Clean energy policy continuity aided industrial transition, with occasional abrupt shifts
While this brief outline of the key supportive policies and various forms of central and local subsidies suggests overall similarity and continuity, policies have in some cases lagged developments in industry, or evolved over time in response to developments at home or abroad. Chinese energy and industrial policies have guided both investment and innovation – playing the lead role in the guidance of search that scholars have long identified as a key variable in technology innovation systems. While China has adopted a sequence of far-sighted strategic industrial policies and followed up with high levels of administrative and financial support, the consistency of China’s support policies should not be exaggerated.
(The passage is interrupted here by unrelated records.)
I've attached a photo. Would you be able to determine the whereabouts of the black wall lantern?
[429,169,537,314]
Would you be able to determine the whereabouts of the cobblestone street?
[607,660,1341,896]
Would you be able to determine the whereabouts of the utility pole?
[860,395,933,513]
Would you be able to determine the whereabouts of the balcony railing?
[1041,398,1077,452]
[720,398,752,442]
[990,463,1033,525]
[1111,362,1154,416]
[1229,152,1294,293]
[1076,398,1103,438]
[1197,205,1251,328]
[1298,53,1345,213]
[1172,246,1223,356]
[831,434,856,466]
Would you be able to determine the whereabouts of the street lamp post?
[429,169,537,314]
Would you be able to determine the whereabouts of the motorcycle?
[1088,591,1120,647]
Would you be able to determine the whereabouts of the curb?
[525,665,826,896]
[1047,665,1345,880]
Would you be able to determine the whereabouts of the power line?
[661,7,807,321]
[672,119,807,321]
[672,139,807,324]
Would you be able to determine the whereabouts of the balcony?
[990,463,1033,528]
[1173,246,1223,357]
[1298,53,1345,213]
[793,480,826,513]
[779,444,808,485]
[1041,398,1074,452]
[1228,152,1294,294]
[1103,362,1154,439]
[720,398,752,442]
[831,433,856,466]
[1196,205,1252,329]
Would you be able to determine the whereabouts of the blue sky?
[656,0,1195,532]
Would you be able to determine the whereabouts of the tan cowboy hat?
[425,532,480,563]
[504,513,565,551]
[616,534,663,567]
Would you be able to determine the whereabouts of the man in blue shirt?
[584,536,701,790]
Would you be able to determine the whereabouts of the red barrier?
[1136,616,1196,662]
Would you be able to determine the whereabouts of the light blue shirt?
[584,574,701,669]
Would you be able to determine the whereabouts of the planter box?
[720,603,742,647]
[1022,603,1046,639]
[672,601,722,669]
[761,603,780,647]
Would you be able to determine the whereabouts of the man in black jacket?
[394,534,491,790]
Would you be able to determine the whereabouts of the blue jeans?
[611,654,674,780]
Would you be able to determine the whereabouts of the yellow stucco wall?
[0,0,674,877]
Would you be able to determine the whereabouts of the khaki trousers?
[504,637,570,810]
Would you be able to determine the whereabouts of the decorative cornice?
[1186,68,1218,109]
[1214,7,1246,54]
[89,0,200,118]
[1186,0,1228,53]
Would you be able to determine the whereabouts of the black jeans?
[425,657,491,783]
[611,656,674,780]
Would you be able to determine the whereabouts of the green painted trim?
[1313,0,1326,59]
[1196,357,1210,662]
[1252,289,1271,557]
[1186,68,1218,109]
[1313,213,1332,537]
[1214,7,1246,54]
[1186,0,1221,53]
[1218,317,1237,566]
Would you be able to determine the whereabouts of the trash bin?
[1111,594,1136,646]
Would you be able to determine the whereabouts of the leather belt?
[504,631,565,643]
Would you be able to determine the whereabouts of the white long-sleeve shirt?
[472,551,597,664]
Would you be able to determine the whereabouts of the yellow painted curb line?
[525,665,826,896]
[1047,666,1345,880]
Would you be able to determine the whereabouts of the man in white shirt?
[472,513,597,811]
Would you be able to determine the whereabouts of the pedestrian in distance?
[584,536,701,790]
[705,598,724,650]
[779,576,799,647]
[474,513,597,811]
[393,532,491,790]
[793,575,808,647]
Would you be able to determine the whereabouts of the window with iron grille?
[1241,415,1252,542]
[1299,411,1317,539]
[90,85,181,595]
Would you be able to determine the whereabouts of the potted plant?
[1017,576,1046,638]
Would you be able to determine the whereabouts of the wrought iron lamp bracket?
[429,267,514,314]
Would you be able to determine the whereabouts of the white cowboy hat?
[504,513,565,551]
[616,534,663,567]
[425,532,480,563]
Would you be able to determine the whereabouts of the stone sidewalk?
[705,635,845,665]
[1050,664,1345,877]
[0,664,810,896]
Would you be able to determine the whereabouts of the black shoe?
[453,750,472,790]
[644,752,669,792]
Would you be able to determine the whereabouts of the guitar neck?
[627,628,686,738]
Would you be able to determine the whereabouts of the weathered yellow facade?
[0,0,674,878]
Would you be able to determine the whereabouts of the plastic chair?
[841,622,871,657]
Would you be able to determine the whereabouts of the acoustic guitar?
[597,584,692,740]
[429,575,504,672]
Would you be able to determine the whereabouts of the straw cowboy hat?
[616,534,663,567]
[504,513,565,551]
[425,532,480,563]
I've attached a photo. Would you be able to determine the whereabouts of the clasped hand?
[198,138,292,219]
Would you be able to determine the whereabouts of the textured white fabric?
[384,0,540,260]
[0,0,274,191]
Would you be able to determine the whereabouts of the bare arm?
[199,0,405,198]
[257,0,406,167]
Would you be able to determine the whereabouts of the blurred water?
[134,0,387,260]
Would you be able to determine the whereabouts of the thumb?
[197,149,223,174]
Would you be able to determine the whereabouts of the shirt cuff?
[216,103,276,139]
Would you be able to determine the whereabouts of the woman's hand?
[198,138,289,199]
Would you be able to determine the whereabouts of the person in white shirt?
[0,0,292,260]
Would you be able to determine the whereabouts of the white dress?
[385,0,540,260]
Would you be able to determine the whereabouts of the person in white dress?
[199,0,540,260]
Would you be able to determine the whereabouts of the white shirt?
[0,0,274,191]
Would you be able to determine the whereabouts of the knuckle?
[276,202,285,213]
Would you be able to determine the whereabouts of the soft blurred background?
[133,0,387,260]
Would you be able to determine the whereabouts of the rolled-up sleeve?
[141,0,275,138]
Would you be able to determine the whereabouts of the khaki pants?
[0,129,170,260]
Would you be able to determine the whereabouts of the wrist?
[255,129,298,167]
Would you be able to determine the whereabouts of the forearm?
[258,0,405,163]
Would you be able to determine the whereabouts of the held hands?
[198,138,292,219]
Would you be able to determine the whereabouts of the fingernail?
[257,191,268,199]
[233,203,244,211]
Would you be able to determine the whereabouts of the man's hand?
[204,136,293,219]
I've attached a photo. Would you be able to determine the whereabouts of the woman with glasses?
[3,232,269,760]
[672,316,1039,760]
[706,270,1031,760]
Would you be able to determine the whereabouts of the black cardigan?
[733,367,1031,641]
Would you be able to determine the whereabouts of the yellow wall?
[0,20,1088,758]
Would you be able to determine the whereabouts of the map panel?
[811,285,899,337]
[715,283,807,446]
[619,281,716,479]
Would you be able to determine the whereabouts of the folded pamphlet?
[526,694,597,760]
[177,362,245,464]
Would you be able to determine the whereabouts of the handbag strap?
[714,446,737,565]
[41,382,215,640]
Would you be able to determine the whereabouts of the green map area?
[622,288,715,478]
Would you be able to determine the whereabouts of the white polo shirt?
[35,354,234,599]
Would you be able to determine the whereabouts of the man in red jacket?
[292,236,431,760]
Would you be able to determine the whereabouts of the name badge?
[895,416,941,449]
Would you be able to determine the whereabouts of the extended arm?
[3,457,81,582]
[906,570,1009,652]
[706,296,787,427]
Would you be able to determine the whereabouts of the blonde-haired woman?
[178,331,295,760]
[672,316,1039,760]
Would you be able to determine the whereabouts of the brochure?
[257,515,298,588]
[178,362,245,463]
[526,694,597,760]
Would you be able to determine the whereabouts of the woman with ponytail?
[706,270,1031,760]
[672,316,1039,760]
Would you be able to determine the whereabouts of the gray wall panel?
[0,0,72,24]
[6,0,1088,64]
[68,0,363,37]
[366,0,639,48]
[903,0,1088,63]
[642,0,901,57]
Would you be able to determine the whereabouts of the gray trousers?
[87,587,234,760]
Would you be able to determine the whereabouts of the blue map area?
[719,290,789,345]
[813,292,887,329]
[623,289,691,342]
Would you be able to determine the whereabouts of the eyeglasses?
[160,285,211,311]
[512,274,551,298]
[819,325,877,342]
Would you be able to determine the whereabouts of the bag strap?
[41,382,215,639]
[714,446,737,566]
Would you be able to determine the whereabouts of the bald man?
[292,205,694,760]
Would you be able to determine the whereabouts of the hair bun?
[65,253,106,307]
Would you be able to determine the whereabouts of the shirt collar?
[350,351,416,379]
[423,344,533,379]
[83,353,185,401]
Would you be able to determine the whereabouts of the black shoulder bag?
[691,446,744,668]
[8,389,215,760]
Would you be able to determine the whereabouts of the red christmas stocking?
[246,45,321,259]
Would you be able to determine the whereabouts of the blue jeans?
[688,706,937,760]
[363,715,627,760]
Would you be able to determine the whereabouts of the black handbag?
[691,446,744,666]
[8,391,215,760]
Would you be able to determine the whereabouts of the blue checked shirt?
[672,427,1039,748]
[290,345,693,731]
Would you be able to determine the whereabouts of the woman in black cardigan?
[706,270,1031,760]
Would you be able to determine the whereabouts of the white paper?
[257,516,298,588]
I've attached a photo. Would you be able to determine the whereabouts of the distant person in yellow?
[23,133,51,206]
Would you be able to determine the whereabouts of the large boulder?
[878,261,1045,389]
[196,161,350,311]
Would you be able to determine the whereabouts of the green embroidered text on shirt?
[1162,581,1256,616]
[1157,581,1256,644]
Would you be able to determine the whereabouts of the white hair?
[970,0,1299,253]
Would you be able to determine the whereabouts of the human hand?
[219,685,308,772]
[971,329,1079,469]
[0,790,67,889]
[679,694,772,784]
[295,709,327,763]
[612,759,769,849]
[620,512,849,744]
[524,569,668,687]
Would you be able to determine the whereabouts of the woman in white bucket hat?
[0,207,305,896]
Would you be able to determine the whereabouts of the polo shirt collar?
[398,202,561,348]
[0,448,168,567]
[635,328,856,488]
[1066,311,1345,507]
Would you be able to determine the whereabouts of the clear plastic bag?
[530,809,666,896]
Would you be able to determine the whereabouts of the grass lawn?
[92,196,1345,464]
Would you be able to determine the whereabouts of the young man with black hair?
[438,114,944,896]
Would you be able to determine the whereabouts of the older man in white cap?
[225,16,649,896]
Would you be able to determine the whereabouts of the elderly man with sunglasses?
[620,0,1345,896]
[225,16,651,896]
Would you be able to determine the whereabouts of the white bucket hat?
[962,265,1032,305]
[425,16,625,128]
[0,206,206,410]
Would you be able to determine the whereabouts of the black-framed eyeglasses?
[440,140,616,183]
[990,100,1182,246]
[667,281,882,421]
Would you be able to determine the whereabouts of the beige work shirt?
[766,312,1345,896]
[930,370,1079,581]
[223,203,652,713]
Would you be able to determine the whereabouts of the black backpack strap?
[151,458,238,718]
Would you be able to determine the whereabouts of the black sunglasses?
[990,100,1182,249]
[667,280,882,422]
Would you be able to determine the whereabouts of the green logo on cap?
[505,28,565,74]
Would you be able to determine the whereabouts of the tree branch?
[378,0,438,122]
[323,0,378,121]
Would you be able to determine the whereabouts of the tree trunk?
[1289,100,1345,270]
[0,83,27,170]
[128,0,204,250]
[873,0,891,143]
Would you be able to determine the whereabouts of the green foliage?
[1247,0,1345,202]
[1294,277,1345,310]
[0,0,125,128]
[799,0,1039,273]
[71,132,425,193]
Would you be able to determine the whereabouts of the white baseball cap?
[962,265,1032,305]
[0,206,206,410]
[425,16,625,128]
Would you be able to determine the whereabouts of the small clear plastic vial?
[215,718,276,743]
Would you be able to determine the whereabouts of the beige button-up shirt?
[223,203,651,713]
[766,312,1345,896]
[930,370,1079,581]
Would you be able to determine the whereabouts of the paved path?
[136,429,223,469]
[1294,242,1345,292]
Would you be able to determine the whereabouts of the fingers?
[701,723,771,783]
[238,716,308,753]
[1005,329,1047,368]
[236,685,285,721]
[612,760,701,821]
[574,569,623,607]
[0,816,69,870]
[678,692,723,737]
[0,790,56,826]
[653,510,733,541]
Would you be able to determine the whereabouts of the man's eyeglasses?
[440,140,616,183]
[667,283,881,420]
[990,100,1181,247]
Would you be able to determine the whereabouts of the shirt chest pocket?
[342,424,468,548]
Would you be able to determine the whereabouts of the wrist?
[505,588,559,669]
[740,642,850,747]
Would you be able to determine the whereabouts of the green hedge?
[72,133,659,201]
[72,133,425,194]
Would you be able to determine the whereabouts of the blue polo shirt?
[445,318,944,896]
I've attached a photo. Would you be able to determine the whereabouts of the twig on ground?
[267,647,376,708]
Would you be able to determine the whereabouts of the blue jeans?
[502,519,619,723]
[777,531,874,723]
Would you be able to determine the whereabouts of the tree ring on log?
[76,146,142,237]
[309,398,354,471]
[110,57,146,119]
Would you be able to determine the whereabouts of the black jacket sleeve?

Each of the clean energy sectors China now dominates has undergone booms, busts, and periods of stagnation as a result of short-term policy shifts, such as the sudden and devastating overnight cut to solar feed-in tariffs in 2019 known as the ‘May 31’ policy, or the 2016 investigation of subsidy fraud in the EV and battery space that led to major changes in that program and slowed the NEV market for a time.
While there have been ups and downs, however, China has never undergone a significant policy-driven clean energy deployment slowdown comparable to those seen in some European countries or the US over the past two decades. In some clean energy sectors, such as biofuels for example, where industry scale-up has been more difficult or costly than expected, policy support has dwindled over time. The success of wind, solar, battery and EV technology policies has not been linear, nor have policy developments always gone according to plan. Coordination between central and local government has often proven difficult. The central government has at various times instituted limits on provincial build-outs of wind and solar, criticized local governments for starting too many low-quality manufacturers to capture subsidies, tamped down on overcapacity and forced locally-supported clean energy industries to consolidate, compelled provinces to purchase renewable energy, or outright intervened to crack down on subsidy fraud. Some policies, such as the original design of the green energy certificate, have failed outright.
However, clean energy technology in China benefitted from other aspects that aided its scale-up and promoted successful learning and innovation. The three other aspects of China’s success are: resilient and adaptive supply chains, strong links with global innovation networks, and human capital in key fields.